Lui non rispose, certo che i demoni avessero ricominciato a tormentarlo durante la sua assenza. Serrò i denti, si morse perfino il labbro e, trovate le chiavi, avanzò deciso verso la sua cella. Poi, vedendo il suo volto stravolto, annuì nella speranza di essere creduto. «Sono io» disse piano. Gli parve che stesse sull'orlo di un pianto disperato, così chinò lo sguardo e iniziò ad armeggiare con la serratura.

«Ti sei liberato di Rasputin?» azzardò Adalric. «Come hai fatto?»

Poi fu il turno di Erdmann; lo guardò crucciato, storse perfino le labbra in una smorfia indecisa e blaterò qualcosa come: «Nella Valle dello Schwarza sembrava che ti fossi arreso, che avessi deciso di consegnarti».

«Un trucco» mormorò. «Era necessario che mi avvicinassi a lui, altrimenti non avrei potuto raggiungere l'usurpatore d'argento.»

«Cosa c'entra lui in tutto questo?»

«È morto» disse.

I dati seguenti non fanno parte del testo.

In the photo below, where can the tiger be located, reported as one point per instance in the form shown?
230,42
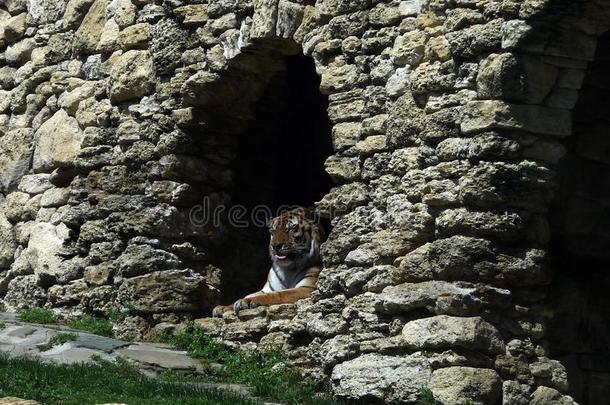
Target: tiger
294,248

Riuscì a trovare la chiave giusta e, dopo averla girata nella serratura, spalancò la porta della cella. Non aggiunse altro e si affannò verso quella di Adalric, ripetendo lo stesso procedimento.

«Hai ucciso quel vile?»

A quella domanda, Damian annuì in silenzio. Poi, dopo qualche attimo d'esitazione, sussurrò: «Cibele, è stata lei a dirmi che sarebbe stato l'unico modo per liberarsi di Rasputin».